# Do you have to be Qualified ??? RESERVE



## krimynal (14 Mar 2014)

Simple question ( hope the answer is also simple ).

Do you have to be trade qualified IN THE RESERVE , if you want to go on and make a class like MSVS Driver or something else like that ???

Basically I was planning on being in the reserve for at least 3 years ( as long as my degree would take ) unfortunately , I had to change my plans on a dime , so I already told my chain of commands the fact that I would be applying for a transfer to the Reg force as soon as I could.  Right now I have 4 weekends to do until my BMQ is done.  

Technically I was suppose to go this summer on my SQ and my Trade qualification course ( artillery ) but I want to switch to reg forces as an Infantry soldier ( my Trade Qualification wouldn't really matter up to that point ).  

The person in charge of the operation at my unit , told me that after this summer I could come and see him , he would make me do the driver class + my English test ( I'm in a French unit in Quebec ).  

So I was wondering if I really had to wait after I was trade qualified to do that ? Or could I ask them for the class + English test as soon as my BMQ is done ??

Thanks !


----------



## MikeL (14 Mar 2014)

Being DP1 qualified is not required to go on a Driver Wheel course; I'm sure if you asked your Chain of Command, they would have told you that.
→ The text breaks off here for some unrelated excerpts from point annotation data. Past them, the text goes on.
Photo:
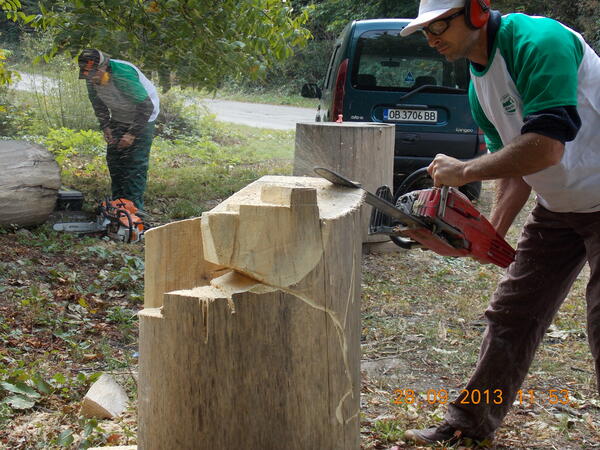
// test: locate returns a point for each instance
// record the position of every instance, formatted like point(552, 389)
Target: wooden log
point(266, 355)
point(29, 183)
point(361, 151)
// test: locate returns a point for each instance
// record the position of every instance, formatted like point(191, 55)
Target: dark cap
point(89, 60)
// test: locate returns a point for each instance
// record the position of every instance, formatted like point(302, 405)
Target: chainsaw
point(439, 219)
point(115, 218)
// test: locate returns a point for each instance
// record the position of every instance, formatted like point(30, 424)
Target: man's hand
point(108, 136)
point(126, 140)
point(447, 171)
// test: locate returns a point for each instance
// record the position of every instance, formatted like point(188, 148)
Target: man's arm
point(526, 154)
point(511, 196)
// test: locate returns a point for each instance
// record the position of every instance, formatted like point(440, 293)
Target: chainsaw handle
point(405, 243)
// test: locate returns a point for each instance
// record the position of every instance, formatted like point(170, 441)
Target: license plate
point(410, 115)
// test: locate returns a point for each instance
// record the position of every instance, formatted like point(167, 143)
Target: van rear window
point(388, 62)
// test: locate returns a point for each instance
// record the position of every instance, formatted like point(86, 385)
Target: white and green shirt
point(128, 97)
point(536, 63)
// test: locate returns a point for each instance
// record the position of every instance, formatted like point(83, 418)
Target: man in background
point(126, 105)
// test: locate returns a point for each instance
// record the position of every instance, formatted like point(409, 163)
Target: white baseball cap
point(430, 10)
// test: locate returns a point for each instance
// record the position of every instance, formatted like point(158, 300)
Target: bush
point(78, 153)
point(15, 120)
point(308, 65)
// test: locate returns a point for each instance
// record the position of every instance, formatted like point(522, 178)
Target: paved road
point(259, 115)
point(252, 114)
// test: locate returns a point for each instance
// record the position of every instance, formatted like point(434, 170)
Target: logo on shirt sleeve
point(509, 104)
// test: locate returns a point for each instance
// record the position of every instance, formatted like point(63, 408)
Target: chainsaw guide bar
point(440, 219)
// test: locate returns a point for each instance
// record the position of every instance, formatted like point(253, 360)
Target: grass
point(422, 327)
point(68, 304)
point(258, 96)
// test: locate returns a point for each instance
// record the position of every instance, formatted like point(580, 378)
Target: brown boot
point(444, 433)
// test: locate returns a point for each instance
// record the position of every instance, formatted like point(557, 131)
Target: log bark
point(361, 151)
point(266, 354)
point(29, 183)
point(105, 399)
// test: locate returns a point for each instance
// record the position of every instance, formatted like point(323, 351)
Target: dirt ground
point(67, 311)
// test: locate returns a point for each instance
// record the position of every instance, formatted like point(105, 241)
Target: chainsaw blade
point(376, 202)
point(79, 227)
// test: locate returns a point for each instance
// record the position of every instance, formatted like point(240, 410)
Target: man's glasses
point(438, 27)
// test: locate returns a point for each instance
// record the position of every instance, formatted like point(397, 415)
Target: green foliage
point(65, 144)
point(59, 98)
point(177, 118)
point(287, 77)
point(198, 42)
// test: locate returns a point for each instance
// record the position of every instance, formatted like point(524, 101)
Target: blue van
point(374, 75)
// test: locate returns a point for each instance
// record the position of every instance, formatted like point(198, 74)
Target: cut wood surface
point(29, 183)
point(267, 354)
point(106, 399)
point(360, 151)
point(174, 260)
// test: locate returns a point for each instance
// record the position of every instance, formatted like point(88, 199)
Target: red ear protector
point(477, 13)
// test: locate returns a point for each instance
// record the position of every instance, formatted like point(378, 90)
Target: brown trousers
point(551, 252)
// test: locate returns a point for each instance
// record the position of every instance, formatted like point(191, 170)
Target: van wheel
point(471, 190)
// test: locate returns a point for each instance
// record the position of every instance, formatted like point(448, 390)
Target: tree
point(196, 42)
point(13, 12)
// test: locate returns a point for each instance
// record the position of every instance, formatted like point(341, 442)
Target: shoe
point(444, 433)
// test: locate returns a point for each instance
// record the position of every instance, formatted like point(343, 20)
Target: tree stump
point(264, 353)
point(361, 151)
point(29, 183)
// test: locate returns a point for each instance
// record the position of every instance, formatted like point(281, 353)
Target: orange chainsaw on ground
point(440, 219)
point(118, 219)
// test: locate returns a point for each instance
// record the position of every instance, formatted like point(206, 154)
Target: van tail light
point(482, 147)
point(339, 90)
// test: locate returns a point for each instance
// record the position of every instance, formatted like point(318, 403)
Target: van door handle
point(409, 138)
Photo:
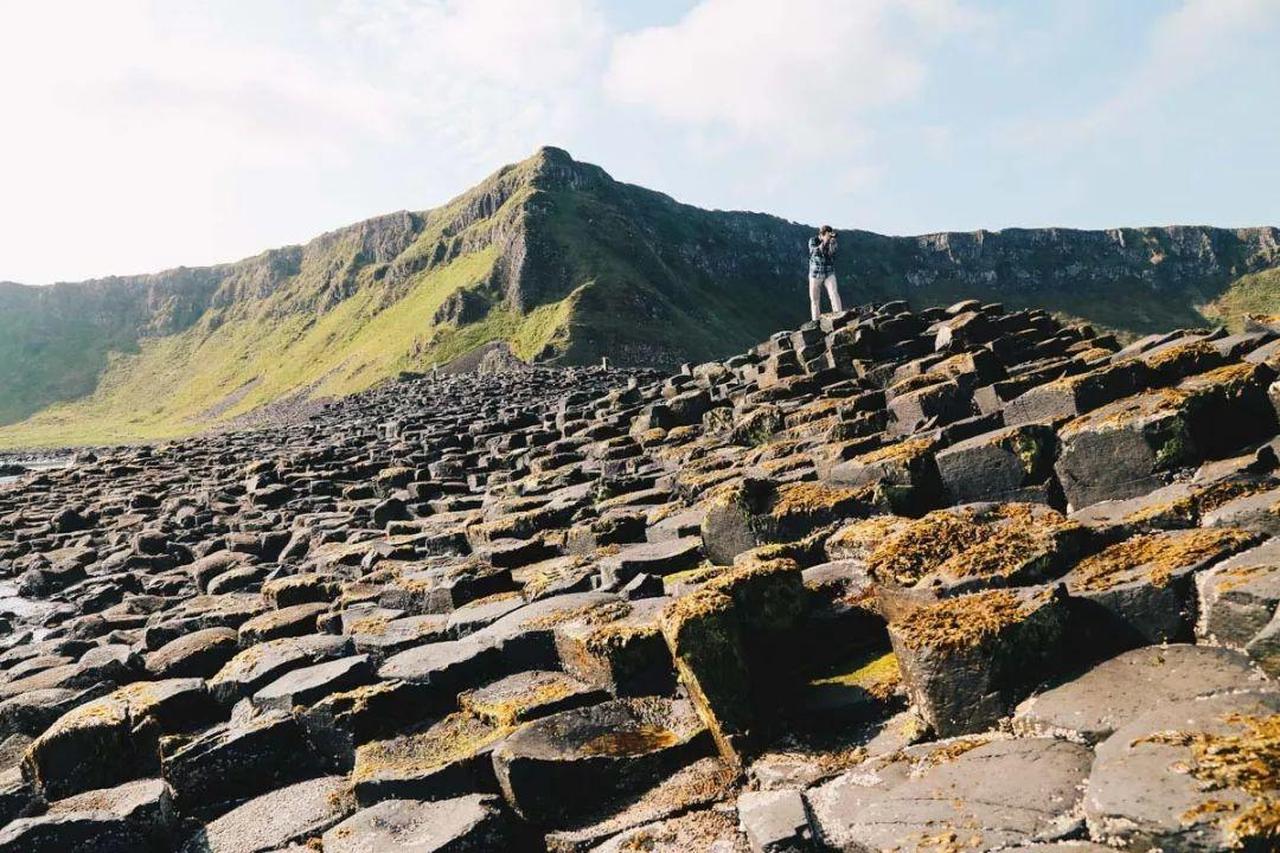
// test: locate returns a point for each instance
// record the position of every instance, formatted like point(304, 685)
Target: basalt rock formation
point(954, 579)
point(563, 264)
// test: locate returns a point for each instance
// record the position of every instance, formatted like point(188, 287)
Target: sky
point(146, 135)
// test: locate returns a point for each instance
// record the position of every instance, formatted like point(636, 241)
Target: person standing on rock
point(822, 270)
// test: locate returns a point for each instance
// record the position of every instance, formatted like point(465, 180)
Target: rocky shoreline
point(958, 579)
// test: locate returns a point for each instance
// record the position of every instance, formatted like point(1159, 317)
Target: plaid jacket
point(822, 261)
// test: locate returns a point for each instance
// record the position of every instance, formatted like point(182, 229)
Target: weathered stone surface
point(1239, 596)
point(798, 542)
point(467, 824)
point(1011, 464)
point(775, 821)
point(1092, 706)
point(967, 660)
point(970, 794)
point(196, 655)
point(135, 816)
point(700, 830)
point(1141, 591)
point(237, 760)
point(696, 785)
point(310, 684)
point(572, 762)
point(1196, 775)
point(273, 821)
point(114, 739)
point(439, 761)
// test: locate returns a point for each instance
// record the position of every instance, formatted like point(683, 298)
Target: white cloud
point(489, 76)
point(184, 132)
point(1184, 45)
point(803, 73)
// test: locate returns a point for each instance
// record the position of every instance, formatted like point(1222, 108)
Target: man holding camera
point(822, 270)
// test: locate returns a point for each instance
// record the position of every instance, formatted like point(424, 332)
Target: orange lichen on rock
point(963, 621)
point(1161, 553)
point(1246, 760)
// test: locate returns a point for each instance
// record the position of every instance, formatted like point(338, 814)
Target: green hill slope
point(565, 264)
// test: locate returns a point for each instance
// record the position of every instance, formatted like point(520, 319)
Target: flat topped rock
point(289, 815)
point(711, 829)
point(474, 822)
point(1088, 708)
point(574, 762)
point(1194, 775)
point(264, 662)
point(528, 696)
point(988, 796)
point(312, 683)
point(694, 787)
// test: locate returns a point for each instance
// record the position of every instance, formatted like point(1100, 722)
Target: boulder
point(571, 763)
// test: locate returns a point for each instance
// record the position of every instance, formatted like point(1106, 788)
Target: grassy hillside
point(563, 264)
point(1253, 293)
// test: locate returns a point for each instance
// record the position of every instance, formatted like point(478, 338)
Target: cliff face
point(560, 261)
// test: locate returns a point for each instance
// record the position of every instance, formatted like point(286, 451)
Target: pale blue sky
point(146, 135)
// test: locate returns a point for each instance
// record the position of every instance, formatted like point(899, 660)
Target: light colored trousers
point(816, 283)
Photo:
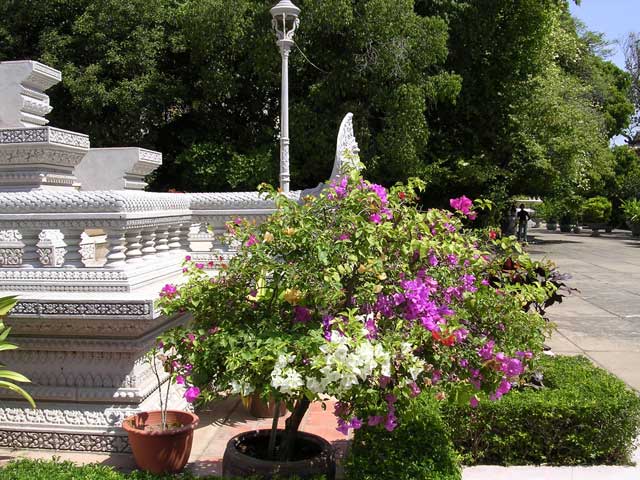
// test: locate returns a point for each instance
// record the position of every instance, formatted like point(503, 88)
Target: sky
point(614, 18)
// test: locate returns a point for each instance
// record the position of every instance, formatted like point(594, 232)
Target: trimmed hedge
point(25, 469)
point(583, 416)
point(418, 449)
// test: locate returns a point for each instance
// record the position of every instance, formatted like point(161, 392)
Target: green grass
point(584, 416)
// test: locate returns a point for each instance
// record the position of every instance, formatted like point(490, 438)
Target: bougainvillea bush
point(356, 295)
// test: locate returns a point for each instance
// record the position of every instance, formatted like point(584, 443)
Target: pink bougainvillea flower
point(192, 394)
point(169, 291)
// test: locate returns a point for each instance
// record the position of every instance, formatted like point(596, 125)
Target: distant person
point(511, 220)
point(523, 221)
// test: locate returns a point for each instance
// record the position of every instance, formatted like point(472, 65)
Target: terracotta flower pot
point(161, 451)
point(261, 409)
point(315, 457)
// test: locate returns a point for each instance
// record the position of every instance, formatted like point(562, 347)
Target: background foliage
point(489, 97)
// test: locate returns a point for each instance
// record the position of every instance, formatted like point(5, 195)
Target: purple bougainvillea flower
point(301, 314)
point(462, 204)
point(356, 423)
point(251, 241)
point(192, 394)
point(375, 420)
point(375, 218)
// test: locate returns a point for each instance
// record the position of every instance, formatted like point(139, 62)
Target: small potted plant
point(631, 209)
point(596, 212)
point(161, 440)
point(359, 296)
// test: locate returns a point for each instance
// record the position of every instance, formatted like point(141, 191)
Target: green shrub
point(631, 210)
point(419, 449)
point(596, 210)
point(583, 415)
point(24, 469)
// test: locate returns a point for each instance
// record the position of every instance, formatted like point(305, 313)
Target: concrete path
point(602, 321)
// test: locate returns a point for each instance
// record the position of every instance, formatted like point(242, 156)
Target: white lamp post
point(285, 22)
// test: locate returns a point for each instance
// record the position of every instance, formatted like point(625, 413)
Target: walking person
point(523, 221)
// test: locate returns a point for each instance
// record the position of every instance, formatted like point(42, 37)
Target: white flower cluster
point(286, 378)
point(344, 365)
point(241, 387)
point(410, 363)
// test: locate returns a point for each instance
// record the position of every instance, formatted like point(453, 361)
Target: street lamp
point(285, 22)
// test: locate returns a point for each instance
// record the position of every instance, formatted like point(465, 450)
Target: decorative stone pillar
point(73, 239)
point(11, 248)
point(117, 246)
point(30, 237)
point(51, 248)
point(134, 252)
point(148, 244)
point(162, 242)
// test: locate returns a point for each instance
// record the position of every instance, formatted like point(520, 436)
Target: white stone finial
point(22, 86)
point(117, 168)
point(347, 150)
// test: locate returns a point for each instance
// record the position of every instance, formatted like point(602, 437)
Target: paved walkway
point(601, 322)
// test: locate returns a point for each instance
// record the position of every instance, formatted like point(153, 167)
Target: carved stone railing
point(87, 253)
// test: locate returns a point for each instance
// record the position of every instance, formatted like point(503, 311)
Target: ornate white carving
point(117, 168)
point(51, 248)
point(18, 439)
point(347, 150)
point(11, 248)
point(70, 309)
point(22, 84)
point(44, 135)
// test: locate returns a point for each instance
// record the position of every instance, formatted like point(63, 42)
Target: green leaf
point(19, 391)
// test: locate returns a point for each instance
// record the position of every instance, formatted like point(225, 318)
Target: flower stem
point(274, 432)
point(291, 429)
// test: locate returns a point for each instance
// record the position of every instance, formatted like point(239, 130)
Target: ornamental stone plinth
point(88, 262)
point(117, 168)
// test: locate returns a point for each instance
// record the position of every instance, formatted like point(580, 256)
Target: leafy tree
point(199, 80)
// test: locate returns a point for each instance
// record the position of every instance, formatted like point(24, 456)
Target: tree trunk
point(292, 425)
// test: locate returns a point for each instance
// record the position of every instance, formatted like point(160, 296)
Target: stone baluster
point(73, 238)
point(162, 241)
point(117, 245)
point(30, 238)
point(11, 248)
point(52, 250)
point(178, 240)
point(149, 244)
point(134, 251)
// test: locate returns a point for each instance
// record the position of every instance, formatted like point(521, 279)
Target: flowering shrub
point(357, 295)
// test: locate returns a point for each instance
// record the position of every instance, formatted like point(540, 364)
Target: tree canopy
point(483, 97)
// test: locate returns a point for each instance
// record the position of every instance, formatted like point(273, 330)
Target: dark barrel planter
point(263, 409)
point(161, 451)
point(319, 458)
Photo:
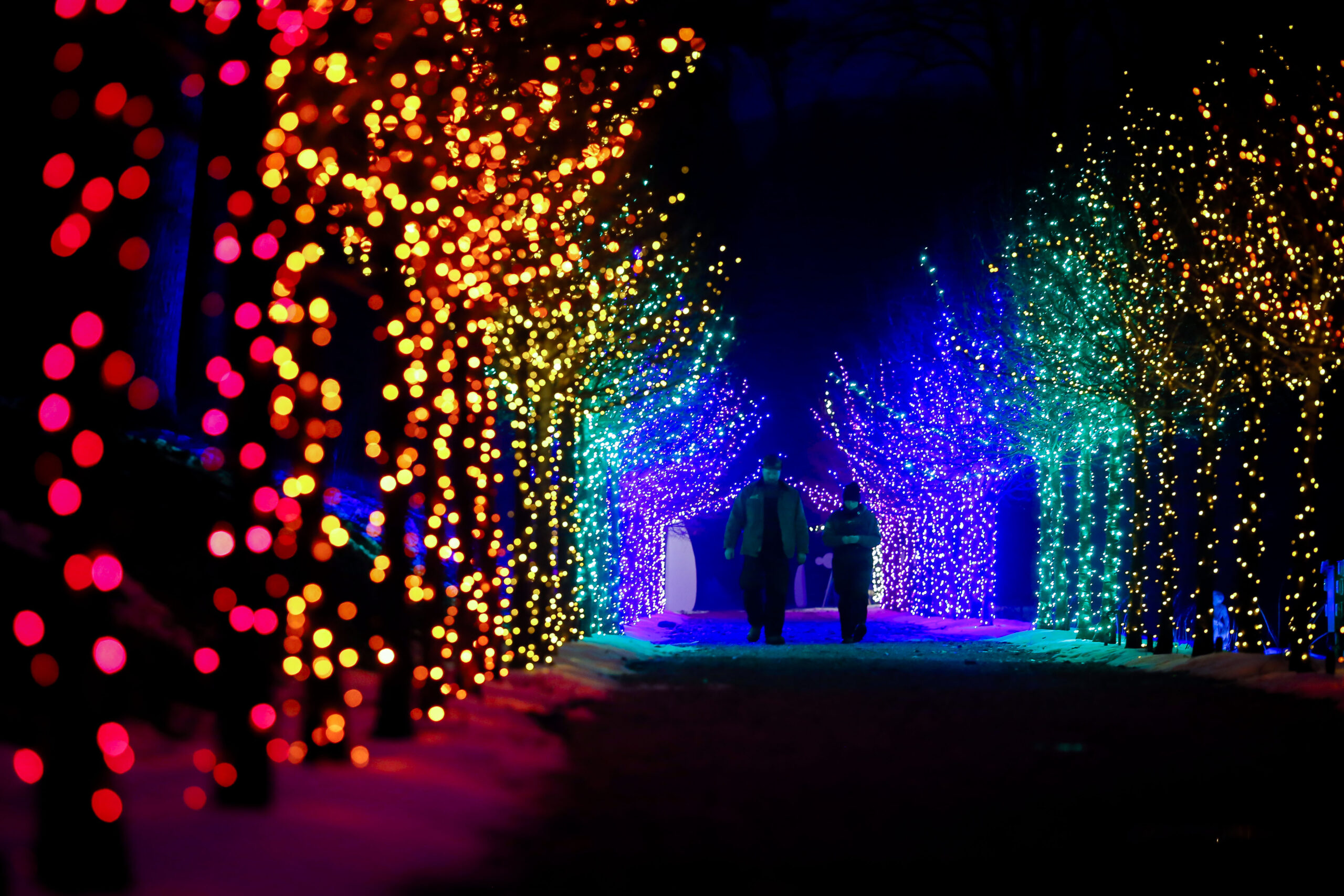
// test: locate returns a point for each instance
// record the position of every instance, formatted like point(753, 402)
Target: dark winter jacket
point(853, 561)
point(748, 520)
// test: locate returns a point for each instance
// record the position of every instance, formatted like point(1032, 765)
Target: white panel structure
point(679, 571)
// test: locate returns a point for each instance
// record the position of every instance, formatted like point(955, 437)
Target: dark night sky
point(831, 141)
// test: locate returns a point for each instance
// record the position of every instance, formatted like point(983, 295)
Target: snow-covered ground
point(1266, 672)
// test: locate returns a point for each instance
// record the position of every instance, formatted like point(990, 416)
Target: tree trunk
point(1245, 599)
point(1206, 531)
point(1139, 537)
point(1053, 601)
point(1112, 549)
point(1303, 592)
point(1167, 568)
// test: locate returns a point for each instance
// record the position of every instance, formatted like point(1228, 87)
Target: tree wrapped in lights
point(646, 335)
point(647, 467)
point(930, 460)
point(1095, 351)
point(1220, 281)
point(1251, 220)
point(179, 525)
point(479, 151)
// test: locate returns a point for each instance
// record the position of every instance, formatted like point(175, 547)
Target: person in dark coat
point(853, 534)
point(768, 516)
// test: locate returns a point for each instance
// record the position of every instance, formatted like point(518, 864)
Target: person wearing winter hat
point(768, 516)
point(851, 534)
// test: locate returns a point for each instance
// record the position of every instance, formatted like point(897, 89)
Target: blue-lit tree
point(920, 438)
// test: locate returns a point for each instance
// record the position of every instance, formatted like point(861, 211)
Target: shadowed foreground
point(824, 763)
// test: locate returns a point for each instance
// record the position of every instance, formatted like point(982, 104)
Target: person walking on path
point(768, 516)
point(853, 532)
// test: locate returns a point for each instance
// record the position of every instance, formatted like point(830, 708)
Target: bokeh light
point(29, 628)
point(206, 660)
point(109, 655)
point(27, 765)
How ever given your situation, the unit may or may not nominate you for the course.

Your CT/OT can take awhile(over a year), so what are you planning on doing? Staying in PAT Platoon until the CT is complete and avoid BMQ-Land and DP1? The unit may not like that and release you.


Did you always plan on going Infantry in the Reg Force? If so, why didn't you go Infantry in the Reserves? Are you considering transferring to a Reserve Infantry unit? Or just want to stick with the Artillery unit until you get(if you get it) a Reg Force job offer.


----------



## krimynal (14 Mar 2014)

No I didn't always plan on infantry , that's why I didn't join an Infantry unit on the first place. 

my OT/CT will take over a year I know that , that's why the person at the operation told me during my time waiting , he would find me some full time job in the army as a Class B , while I wait for the transfer to be done.

and yes I do plan on sticking at the artillery unit until I hopefully get a job offer in the reg forces !


----------



## Eye In The Sky (14 Mar 2014)

I would not make life plans around a Class B position that you don't have yet.  Class Bs are being hacked and slashed and there is a new FY coming that will see more $ cut from the CAF.


----------



## krimynal (14 Mar 2014)

yeah I guess that guy got my hopes really high ..... better figure out something else for the next year or so !


----------



## brihard (14 Mar 2014)

So you aren't trade qualified, won't be in the fall, yet you think you're going to be offered a Class B? You're either very poorly informed, misunderstanding, or are full of BS. Class Bs are in short supply. I can hardly imaginif a unit these days giving one to a soldier who fails to commit to getting trade qualified. When I was working ops I never would have.


----------



## krimynal (14 Mar 2014)

I was asking if I NEEDED TO BE , I will be trade qualified by the end of august , I was simply wondering if there was a possibility to do it , without being trade qualified.  

don't really like the fact to be call full of BS but whatever.  Like I said , I will be doing my SQ + Trade qualification this summer , the question I was asking is : WAS IT POSSIBLE to have a class B without being trade qualified.  Like people already said , no it's not possible.

Thanks for the input


----------